The problem with Naomi Klein’s This Changes Everything, is that it is long on defining the problem but vague on solutions. Klein cites various books and articles claiming it is possible to switch 100% of energy production from fossil fuels to renewables in a relatively short time frame (20 to 40 years). I’ve looked at some of those articles and, whilst the solutions they offer are technically possible, their practicality is questionable.
Jacobson and Delucchi, for example, in their 2009 Scientific American article, claim the 100% could be achieved world wide by 2030. This plan requires, among other things, the construction of 3.8 million 5mw wind turbines. All very well, but that’s 3.8 million huge concrete towers erected on massive concrete foundations.
The Irish concrete producer, Ecocem, in a document discussing the design of towers for turbines, indicates a requirement of 1050 tonnes for a 100ft mast and 3000 tonnes for the foundations of a 4.5mw turbine.
The production and transportation of such vast tonnages of concrete requires the input of enormous quantities of energy. The previously cited document suggests 88 tonnes of CO2 are emitted in the construction of a 70m tower. Many of the towers currently proposed for installation in Ireland are in excess of 100m.
The manufacture and transportation of the turbine blades also uses energy. The raw materials for concrete also involve environmentally damaging extraction and refining processes similar to those to which Klein objects. The turbines themselves, and the related electronics and distribution systems, involve the use of various exotic materials whose extraction and refining also use energy and are also damaging to the environment local to their production.
Similar objections can be leveled at solar arrays (the article proposes the deployment of 1.7 billion 3kw rooftop photovoltaic systems).
Other renewable sources of energy include bio-fuels as replacement for gasolene, and bio-feedstocks for electricity generation.

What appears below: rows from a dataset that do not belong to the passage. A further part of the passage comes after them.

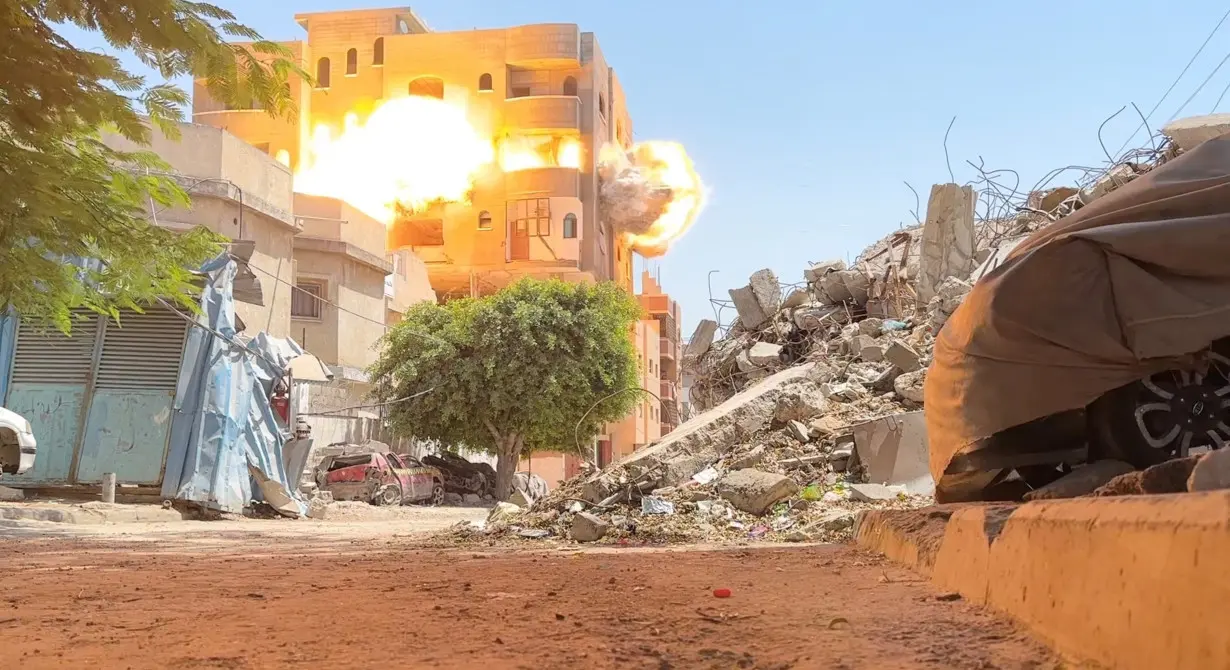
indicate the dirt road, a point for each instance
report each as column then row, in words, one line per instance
column 78, row 603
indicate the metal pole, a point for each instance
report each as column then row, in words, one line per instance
column 108, row 487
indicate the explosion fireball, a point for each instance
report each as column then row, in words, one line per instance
column 416, row 151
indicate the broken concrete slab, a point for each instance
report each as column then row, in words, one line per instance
column 894, row 451
column 1212, row 472
column 834, row 287
column 800, row 432
column 766, row 289
column 797, row 298
column 587, row 528
column 1191, row 132
column 948, row 237
column 909, row 385
column 750, row 459
column 903, row 357
column 750, row 315
column 857, row 284
column 706, row 438
column 822, row 316
column 1081, row 481
column 817, row 271
column 764, row 354
column 701, row 338
column 753, row 491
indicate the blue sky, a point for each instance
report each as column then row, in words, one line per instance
column 805, row 119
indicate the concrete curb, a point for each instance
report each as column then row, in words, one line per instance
column 87, row 513
column 1132, row 582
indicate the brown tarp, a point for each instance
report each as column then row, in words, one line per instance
column 1121, row 289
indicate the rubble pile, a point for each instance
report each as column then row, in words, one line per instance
column 811, row 398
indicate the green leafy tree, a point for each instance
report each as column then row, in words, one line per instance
column 64, row 193
column 513, row 373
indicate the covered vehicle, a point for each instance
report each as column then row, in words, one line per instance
column 17, row 444
column 380, row 478
column 1102, row 336
column 461, row 476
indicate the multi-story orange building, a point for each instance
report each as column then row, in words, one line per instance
column 549, row 102
column 667, row 382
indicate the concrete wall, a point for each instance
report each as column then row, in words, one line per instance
column 529, row 62
column 241, row 193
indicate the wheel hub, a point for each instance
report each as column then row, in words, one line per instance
column 1185, row 411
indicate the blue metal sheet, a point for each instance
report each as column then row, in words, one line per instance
column 127, row 434
column 54, row 412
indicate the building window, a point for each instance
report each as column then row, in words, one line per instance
column 305, row 300
column 427, row 86
column 533, row 215
column 322, row 73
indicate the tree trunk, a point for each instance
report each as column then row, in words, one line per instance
column 506, row 466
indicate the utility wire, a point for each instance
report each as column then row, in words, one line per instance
column 1164, row 96
column 1198, row 89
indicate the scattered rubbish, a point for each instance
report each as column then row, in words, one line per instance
column 656, row 505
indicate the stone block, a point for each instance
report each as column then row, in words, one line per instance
column 903, row 357
column 753, row 491
column 948, row 237
column 701, row 338
column 587, row 528
column 750, row 314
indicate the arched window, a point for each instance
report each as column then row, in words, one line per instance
column 427, row 86
column 322, row 73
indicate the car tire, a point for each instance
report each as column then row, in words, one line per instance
column 1166, row 416
column 388, row 496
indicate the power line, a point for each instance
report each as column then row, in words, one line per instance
column 1164, row 96
column 1198, row 89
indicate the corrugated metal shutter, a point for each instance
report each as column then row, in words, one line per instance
column 143, row 350
column 46, row 355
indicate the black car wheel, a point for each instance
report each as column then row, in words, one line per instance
column 1167, row 416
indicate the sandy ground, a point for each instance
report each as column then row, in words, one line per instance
column 283, row 594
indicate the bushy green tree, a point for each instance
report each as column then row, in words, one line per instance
column 63, row 192
column 513, row 373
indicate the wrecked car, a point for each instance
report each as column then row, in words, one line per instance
column 461, row 476
column 17, row 444
column 380, row 478
column 1101, row 336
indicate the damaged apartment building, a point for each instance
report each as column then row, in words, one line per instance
column 550, row 103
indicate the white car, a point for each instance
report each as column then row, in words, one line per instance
column 17, row 445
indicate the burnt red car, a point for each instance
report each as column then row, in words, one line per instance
column 380, row 478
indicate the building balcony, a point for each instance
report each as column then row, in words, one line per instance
column 544, row 46
column 543, row 113
column 544, row 182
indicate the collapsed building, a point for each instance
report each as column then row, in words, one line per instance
column 809, row 398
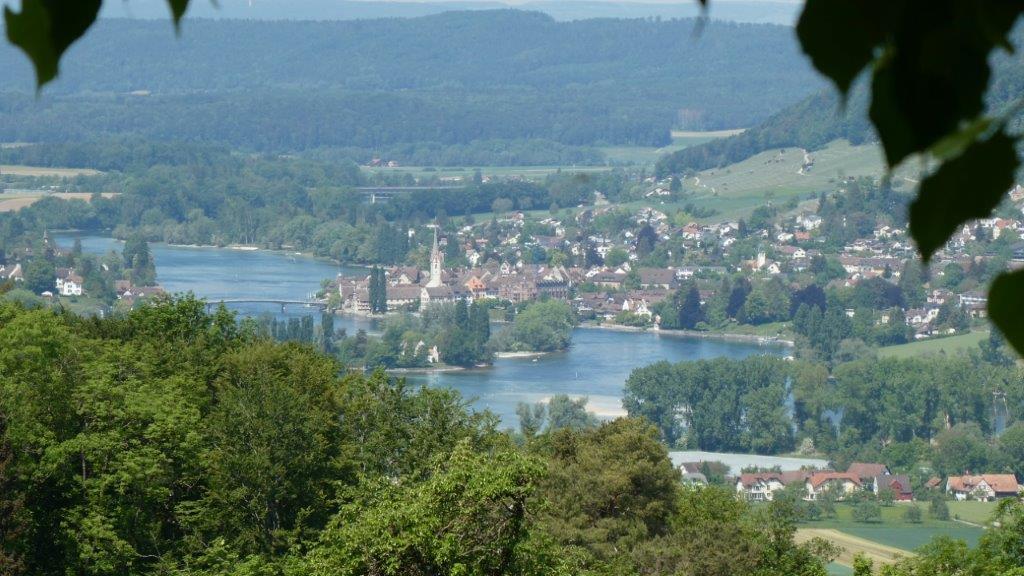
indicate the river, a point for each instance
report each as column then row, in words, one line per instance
column 596, row 365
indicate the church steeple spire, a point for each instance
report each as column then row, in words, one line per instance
column 436, row 264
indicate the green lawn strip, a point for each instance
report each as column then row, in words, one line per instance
column 839, row 570
column 948, row 344
column 973, row 511
column 893, row 531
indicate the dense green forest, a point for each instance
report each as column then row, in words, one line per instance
column 173, row 441
column 821, row 118
column 451, row 79
column 945, row 412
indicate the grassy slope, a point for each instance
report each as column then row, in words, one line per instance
column 12, row 170
column 976, row 512
column 775, row 175
column 646, row 156
column 893, row 531
column 642, row 156
column 934, row 345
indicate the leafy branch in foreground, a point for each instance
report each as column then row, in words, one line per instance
column 45, row 29
column 929, row 65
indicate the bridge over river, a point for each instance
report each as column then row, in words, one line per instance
column 283, row 302
column 382, row 193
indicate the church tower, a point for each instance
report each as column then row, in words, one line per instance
column 436, row 264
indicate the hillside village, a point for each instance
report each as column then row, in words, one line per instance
column 637, row 268
column 862, row 479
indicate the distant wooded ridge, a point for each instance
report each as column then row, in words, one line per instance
column 452, row 78
column 819, row 119
column 763, row 11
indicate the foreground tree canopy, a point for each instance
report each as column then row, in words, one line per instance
column 929, row 65
column 173, row 441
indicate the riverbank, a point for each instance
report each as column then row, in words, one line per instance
column 426, row 370
column 725, row 336
column 520, row 354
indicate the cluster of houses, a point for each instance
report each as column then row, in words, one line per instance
column 409, row 288
column 11, row 273
column 873, row 478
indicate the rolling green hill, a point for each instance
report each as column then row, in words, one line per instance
column 819, row 119
column 451, row 78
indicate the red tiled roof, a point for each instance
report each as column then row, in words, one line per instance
column 865, row 469
column 1000, row 483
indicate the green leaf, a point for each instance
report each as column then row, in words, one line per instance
column 963, row 189
column 44, row 29
column 178, row 8
column 932, row 77
column 841, row 37
column 1006, row 307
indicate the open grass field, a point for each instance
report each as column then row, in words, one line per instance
column 949, row 344
column 779, row 175
column 836, row 569
column 852, row 545
column 973, row 511
column 37, row 171
column 535, row 173
column 14, row 202
column 649, row 155
column 892, row 535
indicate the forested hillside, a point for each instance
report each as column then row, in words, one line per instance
column 176, row 442
column 819, row 119
column 735, row 10
column 810, row 124
column 452, row 78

But growing plants for such purposes either displaces land that could be used for food production, or necessitates the clearance of rain forest on a massive scale. I would have to question whether either ought to be condoned by anyone concerned about the environment.
As an example, the opponents of wind power projects in Ireland propose the conversion of Moneypoint, one of the country’s coal fired power stations, to bio-feedstock. This would, according to the report they commissioned, involve the importation of wood chips from the USA.
I am prepared to accept the possibility these would be sourced from sustainable forest sources. However, the fossil based energy used transporting such products, from forest to port and then across the Atlantic, has to be set against the claimed reduction in coal usage in Ireland.
Perhaps Klein, whose self-confessed agenda is the overthrow of free market capitalism, is less interested in the replacement of fossil fuels with renewables than she is with the creation of a world in which present levels of total energy use are dramatically curtailed. It’s a frightening prospect but one which my grand daughter’s generation will have to face.